Blush in the Nude
by Miriam Schulman, @schulmanArt
|Edgar Degas, La Toilette (1884-86) Private Collection|
Although Degas is best known for his frothy depictions of ballet dancers, the exhibition at the Museum of Fine Arts in Boston offers a rare survey of the more PG-13 and R rated artworks in his oeuvre. The academic study of the nude figure was necessary for Degas to draw his realistic ballet dancers; however, this collection of art, which largely remained within the artist's own private collection, shows examples of brothel scenes, pornographic depictions of prostitutes with their clients as well as the more demure bathers.
|Degas and the Nude thru Feb. 5, 2012|
at the Museum of Fine Arts in Boston
The brothel scenes are done in an intimate size as monotypes. These small works are beautifully framed and quite erotic showing both prostitutes with their clients as well as enjoying each other without them.
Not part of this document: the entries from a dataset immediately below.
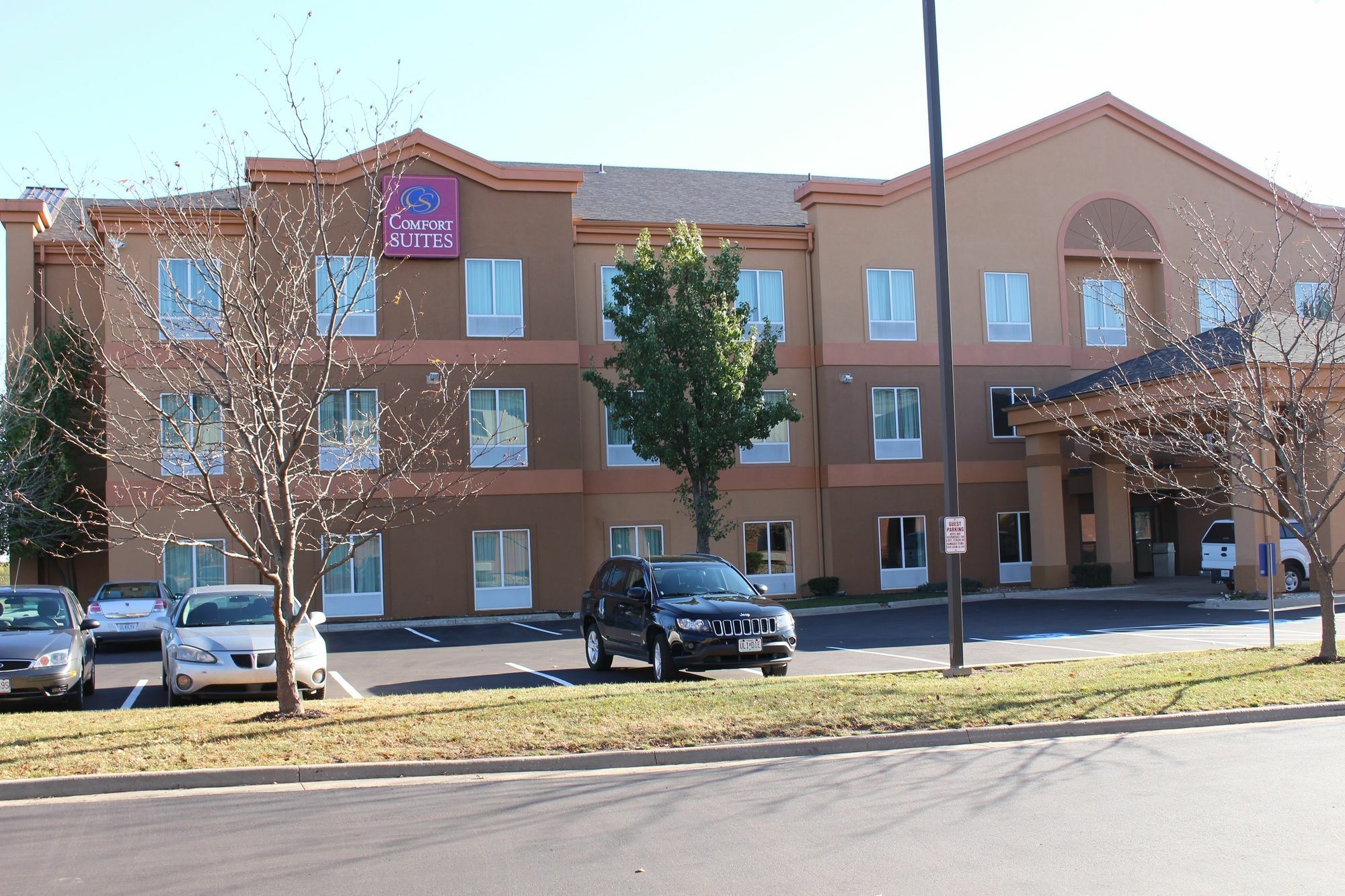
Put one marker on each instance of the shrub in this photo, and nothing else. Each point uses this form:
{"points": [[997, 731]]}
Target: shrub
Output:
{"points": [[824, 585], [969, 587], [1093, 575]]}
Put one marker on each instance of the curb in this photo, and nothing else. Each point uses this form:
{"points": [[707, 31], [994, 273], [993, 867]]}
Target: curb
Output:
{"points": [[743, 751]]}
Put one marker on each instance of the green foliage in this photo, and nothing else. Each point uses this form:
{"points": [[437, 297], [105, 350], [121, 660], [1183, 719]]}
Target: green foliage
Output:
{"points": [[688, 384], [824, 585], [1093, 575], [45, 513]]}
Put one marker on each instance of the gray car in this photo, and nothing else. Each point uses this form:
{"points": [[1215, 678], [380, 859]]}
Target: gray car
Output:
{"points": [[46, 646]]}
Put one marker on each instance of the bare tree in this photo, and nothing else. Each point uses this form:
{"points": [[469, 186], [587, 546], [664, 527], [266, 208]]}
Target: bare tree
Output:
{"points": [[1242, 403], [235, 392]]}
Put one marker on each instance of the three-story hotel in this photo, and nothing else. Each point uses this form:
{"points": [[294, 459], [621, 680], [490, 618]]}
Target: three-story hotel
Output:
{"points": [[845, 268]]}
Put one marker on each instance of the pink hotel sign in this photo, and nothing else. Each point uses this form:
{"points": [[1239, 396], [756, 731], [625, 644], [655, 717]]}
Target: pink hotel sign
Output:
{"points": [[420, 217]]}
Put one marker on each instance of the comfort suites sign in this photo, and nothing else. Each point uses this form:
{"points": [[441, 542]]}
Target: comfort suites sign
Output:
{"points": [[420, 220]]}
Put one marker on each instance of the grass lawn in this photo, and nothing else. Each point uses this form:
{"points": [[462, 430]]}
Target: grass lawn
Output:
{"points": [[553, 720]]}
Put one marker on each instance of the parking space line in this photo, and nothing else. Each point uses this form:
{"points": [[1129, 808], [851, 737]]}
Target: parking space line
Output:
{"points": [[1038, 642], [545, 631], [879, 653], [135, 692], [337, 677], [533, 671]]}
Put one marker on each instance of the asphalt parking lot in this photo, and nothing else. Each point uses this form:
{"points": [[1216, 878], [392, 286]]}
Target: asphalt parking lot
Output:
{"points": [[551, 654]]}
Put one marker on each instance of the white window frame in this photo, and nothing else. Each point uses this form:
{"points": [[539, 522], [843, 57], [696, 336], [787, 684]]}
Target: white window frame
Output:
{"points": [[502, 596], [1101, 335], [770, 452], [1217, 303], [640, 541], [891, 329], [494, 452], [755, 321], [1317, 288], [496, 326], [1007, 330], [354, 603], [348, 455], [1019, 571], [356, 323], [202, 544], [903, 576], [1013, 393], [900, 448], [775, 584], [178, 462], [189, 326]]}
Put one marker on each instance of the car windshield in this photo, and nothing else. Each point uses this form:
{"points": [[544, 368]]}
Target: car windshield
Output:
{"points": [[34, 612], [689, 580], [200, 611]]}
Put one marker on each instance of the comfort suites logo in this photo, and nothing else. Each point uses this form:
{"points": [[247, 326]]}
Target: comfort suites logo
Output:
{"points": [[420, 217]]}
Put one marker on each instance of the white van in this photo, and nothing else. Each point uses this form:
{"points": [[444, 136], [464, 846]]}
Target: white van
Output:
{"points": [[1218, 555]]}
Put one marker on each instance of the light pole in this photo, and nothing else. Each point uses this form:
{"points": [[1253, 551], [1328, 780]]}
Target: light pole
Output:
{"points": [[945, 304]]}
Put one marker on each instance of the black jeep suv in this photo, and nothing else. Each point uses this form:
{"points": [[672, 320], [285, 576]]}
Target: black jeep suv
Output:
{"points": [[693, 612]]}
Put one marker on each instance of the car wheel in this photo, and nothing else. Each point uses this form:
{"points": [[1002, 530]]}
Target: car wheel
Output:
{"points": [[595, 651], [661, 655]]}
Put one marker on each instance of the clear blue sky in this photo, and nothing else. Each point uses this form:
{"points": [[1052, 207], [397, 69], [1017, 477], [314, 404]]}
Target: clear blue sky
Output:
{"points": [[798, 87]]}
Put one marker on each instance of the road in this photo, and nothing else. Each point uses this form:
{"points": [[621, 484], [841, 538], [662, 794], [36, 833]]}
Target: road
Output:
{"points": [[1246, 809], [548, 654]]}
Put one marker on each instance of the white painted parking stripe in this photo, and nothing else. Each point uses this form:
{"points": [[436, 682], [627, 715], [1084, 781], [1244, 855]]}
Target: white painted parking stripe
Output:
{"points": [[559, 681], [879, 653], [337, 677], [545, 631], [135, 692], [1040, 642]]}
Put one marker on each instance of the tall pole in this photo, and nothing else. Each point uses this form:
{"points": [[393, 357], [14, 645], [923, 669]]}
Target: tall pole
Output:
{"points": [[945, 304]]}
|Two Bathers on the Grass, about 1895|
Edgar Degas (French, 1834–1917)
*Paris, Musée d'Orsay
Many of the dancer paintings we are familiar with were created from live nude models. Degas added the tutus later. His work with the nude continues throughout his life largely unexhibited and unexamined. The influence of modern masters, Matisse and Picasso, can be seen in these later works. In the end, Degas loses all pretense of depicting women in modern life and showing his nude women in a realistic scenes, such as bathing, and shows the nude women on abstract color planes.